Our auditory experience of cinema is not limited to its memorable tunes but extends to the many iconic sounds we hear over the course of the narrative. While never at the forefront these sounds become inseparable from the overall experience. Sound recordists are the unsung heroes of the film industry, and one such personality was M A Shaikh. Known for his stellar collaborations with Yash Chopra, crafting the iconic soundscapes of Ittefaq(1969) and Deewaar(1975), Shaikh was a true luminary of the art.
Mohammad Ameeruddin Shaikh was born in Bombay. His father was chief parcel clerk in the railways and he was the only son. He studied Radio Engineering and had a diploma degree in it. He began his career as an electrician at the Central Studios. He was quick to learn the trade and was soon promoted to boom man under audiographer C M Pancholi. He shifted top Mehboob Studios in 1954 to become an assistant to sound recordist Kaushik. During this spell, he assisted in the sound recording of iconic films like Mother India (1957). He stayed there, learning the craft, for 14 years.

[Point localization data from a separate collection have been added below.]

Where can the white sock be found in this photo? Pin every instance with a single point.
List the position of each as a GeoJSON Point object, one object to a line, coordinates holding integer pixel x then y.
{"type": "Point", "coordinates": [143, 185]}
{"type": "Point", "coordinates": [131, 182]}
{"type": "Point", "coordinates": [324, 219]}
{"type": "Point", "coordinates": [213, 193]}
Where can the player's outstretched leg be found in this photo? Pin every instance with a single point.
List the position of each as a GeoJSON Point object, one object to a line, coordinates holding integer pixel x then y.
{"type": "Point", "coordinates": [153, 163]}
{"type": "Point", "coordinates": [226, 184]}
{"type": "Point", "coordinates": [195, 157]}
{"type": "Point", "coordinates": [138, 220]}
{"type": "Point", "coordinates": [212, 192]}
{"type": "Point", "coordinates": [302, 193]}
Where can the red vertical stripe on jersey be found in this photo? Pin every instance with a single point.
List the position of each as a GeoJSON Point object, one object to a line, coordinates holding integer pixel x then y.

After his training was complete, Kaushik recommended Shaikh to B R Chopra who took him on as the sound recordist for the Rajesh Khanna-Nanda starrer Ittefaq(1969). Few people can claim to have won a Filmfare Award on their debut and M A Shaikh is one of them. After this seminal achievement, he never looked back. B R Chopra was quick to recognise his talent and signed him on for Aadmi Aur Insaan (1969). He became a regular collaborator of the Chopra brothers hereafter – working on classics such as Dastaan (1972), Dhund(1973), Daag(1973) and Joshila (1973). He also worked in Raj Tilak’s 36 Ghante, a remake of The Desperate Hours. He also worked on Ravi Chopra’s Zameer(1975).
The next monumental achievement of Shaikh’s career was the sound design of Deewaar(1975). The film is regarded as one of the most significant films of the 70s. It won Shaikh his second Filmfare Award for Best Sound Design. He was the audiographer for Ramesh Talwar’s hit Doosara Aadmi (1977). Other than films like Saath Saath (1982), Ram Tera Desh (1984), the Mithun Chakraborty action spectacle Kasam Paida Karne Wale Ki (1984) and Ramanand Sagar’s Salma (1985) his career mostly revolved around the Chopras’ productions. He played important roles in creating unforgettable films like Kabhie Kabhie (1976), Trishul (1978), Kaala Patthar (1979), Silsila(1981), The Burning Train (1980), Nikaah (1982) and Tawaif(1985). He continued working in the 90’s in films like Sailaab (1990), Daan Pratidaan (1992), Prem Yog (1994), Aunty No 1 (1998) and Dulhe Raja (1998). His last known film credit was in 2001’s Ek Aur Vishpot.
By all accounts a shy man he felt that technicians deserved more recognition for their work from the industry. He was married and had a daughter. He left an indelible mark on the cinema of the 70s and 80s, in particular, on the legacy of the Chopras.